26 | 09 | 2018

Der Erste Sekretär des Zentralkomitees der Kommunistischen Partei Kubas, Armeegeneral Raúl Castro Ruz, führte einen Austausch mit den Mitgliedern des Sekretariats des Zentralkomitees, den Ersten Sekretären der Provinz- und Gemeindekomitees der Organisation und weiteren Beamten der Helferstruktur des Zentralkomitees, der Massenorganisationen und der Union der Jungkommunisten, zum Abschluss einer dreitägigen Beratung in der Parteihochschule «Ñico López» der Hauptstadt.
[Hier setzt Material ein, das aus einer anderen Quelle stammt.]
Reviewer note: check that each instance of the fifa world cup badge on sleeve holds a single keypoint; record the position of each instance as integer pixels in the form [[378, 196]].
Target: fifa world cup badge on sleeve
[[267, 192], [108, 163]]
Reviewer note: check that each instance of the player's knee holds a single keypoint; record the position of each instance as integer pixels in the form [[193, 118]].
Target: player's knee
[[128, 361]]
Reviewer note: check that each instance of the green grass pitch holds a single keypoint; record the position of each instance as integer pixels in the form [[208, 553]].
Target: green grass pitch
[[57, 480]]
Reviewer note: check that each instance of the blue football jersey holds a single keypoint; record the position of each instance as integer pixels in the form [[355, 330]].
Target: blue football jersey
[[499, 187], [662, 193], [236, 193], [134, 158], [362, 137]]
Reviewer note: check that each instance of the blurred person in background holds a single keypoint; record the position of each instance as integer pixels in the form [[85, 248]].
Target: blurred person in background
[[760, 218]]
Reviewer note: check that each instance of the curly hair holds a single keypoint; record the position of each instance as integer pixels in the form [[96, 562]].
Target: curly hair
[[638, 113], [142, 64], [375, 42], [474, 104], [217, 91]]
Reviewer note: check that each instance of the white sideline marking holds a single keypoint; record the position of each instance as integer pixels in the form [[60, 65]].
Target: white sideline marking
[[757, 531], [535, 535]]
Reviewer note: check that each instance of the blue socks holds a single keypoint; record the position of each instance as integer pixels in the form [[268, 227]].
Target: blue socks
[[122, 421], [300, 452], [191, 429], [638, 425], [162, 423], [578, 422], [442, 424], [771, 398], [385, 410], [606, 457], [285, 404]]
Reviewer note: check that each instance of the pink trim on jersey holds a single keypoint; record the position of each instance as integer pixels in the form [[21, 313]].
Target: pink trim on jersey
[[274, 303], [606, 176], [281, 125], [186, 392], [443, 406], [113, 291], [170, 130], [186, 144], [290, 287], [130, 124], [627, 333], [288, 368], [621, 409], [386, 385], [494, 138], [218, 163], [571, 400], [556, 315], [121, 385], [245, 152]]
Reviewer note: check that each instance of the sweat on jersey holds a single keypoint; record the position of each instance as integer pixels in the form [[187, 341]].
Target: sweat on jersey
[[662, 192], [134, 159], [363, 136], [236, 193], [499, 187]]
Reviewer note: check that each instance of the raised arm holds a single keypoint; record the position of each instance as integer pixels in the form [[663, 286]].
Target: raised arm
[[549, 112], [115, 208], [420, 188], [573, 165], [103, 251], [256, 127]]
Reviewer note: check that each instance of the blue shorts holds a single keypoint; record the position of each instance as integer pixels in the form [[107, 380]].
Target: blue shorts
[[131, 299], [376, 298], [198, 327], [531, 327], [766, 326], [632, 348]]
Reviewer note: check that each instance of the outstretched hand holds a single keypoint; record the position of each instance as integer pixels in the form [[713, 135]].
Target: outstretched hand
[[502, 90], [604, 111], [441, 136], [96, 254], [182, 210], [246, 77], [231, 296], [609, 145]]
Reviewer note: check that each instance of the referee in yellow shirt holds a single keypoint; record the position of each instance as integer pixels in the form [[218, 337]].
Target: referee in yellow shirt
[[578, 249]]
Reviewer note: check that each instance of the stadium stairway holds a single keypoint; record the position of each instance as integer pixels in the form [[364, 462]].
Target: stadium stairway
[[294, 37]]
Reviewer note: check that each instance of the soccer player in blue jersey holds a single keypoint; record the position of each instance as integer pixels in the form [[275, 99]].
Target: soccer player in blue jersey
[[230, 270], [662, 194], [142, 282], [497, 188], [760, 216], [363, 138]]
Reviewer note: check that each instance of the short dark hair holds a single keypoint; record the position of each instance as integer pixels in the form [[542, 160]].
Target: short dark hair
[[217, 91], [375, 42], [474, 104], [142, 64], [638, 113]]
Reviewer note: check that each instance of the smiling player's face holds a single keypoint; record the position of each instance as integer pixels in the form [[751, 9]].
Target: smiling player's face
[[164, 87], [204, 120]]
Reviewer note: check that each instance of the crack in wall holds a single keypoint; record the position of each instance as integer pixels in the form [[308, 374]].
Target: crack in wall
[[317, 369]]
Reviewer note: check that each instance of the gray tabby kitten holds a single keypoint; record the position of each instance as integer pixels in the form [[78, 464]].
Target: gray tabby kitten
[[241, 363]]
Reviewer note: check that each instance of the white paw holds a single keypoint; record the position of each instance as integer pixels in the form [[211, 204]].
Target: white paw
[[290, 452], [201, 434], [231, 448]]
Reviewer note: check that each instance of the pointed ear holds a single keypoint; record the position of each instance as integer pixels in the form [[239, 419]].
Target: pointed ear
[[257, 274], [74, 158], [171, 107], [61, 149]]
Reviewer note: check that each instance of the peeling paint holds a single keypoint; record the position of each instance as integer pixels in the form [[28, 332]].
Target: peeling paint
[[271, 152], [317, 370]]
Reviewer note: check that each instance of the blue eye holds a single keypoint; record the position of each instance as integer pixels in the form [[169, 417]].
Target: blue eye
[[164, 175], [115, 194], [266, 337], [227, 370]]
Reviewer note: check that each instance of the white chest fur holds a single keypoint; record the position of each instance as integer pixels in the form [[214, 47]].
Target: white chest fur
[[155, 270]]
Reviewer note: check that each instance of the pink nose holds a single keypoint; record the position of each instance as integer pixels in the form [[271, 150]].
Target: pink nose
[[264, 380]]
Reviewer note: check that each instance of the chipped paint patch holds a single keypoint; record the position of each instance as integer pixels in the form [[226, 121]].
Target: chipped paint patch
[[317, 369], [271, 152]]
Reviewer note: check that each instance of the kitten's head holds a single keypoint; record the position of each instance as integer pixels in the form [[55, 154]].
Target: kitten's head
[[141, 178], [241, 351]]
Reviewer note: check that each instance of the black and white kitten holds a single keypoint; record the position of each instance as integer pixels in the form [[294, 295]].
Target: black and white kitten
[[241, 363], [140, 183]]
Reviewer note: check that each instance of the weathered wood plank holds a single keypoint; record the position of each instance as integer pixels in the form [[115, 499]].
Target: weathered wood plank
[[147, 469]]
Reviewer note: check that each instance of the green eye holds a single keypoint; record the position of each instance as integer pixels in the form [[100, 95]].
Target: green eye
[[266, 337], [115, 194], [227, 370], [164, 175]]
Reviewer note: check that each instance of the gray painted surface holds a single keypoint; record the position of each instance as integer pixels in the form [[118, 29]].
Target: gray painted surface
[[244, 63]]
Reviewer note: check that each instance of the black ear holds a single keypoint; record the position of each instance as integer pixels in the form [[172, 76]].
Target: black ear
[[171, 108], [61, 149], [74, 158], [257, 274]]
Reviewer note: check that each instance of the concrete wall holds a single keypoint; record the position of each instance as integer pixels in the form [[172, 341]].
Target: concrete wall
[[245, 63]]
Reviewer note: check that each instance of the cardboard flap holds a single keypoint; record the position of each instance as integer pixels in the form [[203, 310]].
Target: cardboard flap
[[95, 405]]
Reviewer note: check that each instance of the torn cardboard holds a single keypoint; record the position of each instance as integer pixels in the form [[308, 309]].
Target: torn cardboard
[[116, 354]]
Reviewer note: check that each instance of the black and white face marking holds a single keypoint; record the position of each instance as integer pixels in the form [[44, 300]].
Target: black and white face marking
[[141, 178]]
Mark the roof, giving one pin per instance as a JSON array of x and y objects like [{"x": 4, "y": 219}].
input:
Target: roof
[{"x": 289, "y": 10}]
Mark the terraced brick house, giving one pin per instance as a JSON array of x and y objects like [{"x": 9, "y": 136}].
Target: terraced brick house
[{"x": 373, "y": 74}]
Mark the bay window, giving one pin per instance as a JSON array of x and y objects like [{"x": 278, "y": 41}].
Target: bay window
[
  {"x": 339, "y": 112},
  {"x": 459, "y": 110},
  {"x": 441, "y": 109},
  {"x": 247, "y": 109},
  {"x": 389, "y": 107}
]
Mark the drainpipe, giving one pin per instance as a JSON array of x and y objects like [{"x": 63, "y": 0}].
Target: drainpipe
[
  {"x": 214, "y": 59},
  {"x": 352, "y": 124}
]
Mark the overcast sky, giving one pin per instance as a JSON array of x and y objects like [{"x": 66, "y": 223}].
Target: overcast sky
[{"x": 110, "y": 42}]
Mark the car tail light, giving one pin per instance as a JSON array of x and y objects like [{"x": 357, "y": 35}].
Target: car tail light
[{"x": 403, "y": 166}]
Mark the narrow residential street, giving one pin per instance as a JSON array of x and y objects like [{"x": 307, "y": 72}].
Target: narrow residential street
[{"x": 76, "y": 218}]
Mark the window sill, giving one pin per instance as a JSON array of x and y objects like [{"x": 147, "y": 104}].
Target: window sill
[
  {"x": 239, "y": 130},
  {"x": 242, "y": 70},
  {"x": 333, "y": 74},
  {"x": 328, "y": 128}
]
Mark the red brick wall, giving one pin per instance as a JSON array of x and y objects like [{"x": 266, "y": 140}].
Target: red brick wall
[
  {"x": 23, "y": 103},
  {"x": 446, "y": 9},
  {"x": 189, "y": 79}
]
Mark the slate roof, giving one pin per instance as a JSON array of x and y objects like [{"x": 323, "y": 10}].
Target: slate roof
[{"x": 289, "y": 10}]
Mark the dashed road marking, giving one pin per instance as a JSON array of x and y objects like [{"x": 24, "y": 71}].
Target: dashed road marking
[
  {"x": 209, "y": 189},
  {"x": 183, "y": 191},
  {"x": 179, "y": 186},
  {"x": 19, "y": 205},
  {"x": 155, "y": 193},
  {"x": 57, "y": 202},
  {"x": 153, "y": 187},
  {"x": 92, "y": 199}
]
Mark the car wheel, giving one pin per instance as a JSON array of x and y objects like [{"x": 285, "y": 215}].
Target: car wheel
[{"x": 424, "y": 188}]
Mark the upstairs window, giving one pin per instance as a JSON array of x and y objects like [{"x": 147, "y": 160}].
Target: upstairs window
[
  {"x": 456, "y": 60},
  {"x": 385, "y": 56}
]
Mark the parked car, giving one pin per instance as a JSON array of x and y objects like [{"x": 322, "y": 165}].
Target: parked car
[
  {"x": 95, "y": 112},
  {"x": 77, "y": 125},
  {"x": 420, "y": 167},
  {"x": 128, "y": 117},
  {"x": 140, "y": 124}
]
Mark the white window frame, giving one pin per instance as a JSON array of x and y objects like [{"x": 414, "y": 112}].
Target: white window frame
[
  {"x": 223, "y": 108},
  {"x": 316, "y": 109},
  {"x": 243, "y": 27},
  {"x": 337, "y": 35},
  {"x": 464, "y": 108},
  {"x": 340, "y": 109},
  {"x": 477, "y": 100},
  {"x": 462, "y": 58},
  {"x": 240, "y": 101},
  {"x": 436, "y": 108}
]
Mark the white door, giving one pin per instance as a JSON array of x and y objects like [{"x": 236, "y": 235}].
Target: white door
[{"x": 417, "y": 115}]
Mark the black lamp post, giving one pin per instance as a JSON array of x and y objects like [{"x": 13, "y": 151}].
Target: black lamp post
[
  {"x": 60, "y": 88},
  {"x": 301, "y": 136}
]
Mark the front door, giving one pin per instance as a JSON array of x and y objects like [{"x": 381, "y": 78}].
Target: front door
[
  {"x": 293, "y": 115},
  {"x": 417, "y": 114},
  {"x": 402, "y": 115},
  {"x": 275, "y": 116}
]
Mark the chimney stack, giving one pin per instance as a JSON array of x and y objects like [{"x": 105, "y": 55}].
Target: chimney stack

Über fast drei Stunden hinweg besprach Raúl einige Ideen wie die angespannte internationale Lage, die von Konflikten in mehreren Teilen der Welt geprägt ist, die Anwendung der sogenannten nichtkonventionellen Kriege zum Sturz von Regierungen, die Situation in Lateinamerika sowie historische Geschehnisse, die unser Land prägten, darunter der Zusammenbruch des sozialistischen Lagers zu Ende der 80er Jahre des vergangenen Jahrhunderts.

Er hob hervor, dass die Hauptwaffe der Revolution stets die Einheit gewesen sei und dass angesichts jedweder widriger internationaler Entwicklung Kuba weiterkämpfen und seine Prinzipien verteidigen werde.

Als er an die schwierigen Momente erinnerte, die während der Jahre der Spezialperiode durchlebt wurden und die Erscheinungen der Hoffnungslosigkeit unter einigen Kadern hervorriefen, unterstrich Raúl: «es muss kämpfend gestorben werden, es muss stets erhobenen Hauptes gekämpft werden, denn dies war immer unsere wichtigste Überzeugung».

Er betonte, dass das Thema der Wirtschaft gegenwärtig die wichtigste Arbeitsfront sei, weil von ihm alle anderen abhängen. Er drang darauf, die Probleme offen anzugehen, die Mentalität zu erweitern und angesichts jeder Situation mit Optimismus zu handeln.

Er führte als Beispiel mehrere Programme an, die das Land seit einigen Jahren für seine Entwicklung vornimmt, darunter der Tourismus, insbesondere auf den im Norden der Zentralregion des Landes vorgelagerten Inseln, in Varadero, Havanna und nun auch in Holguín.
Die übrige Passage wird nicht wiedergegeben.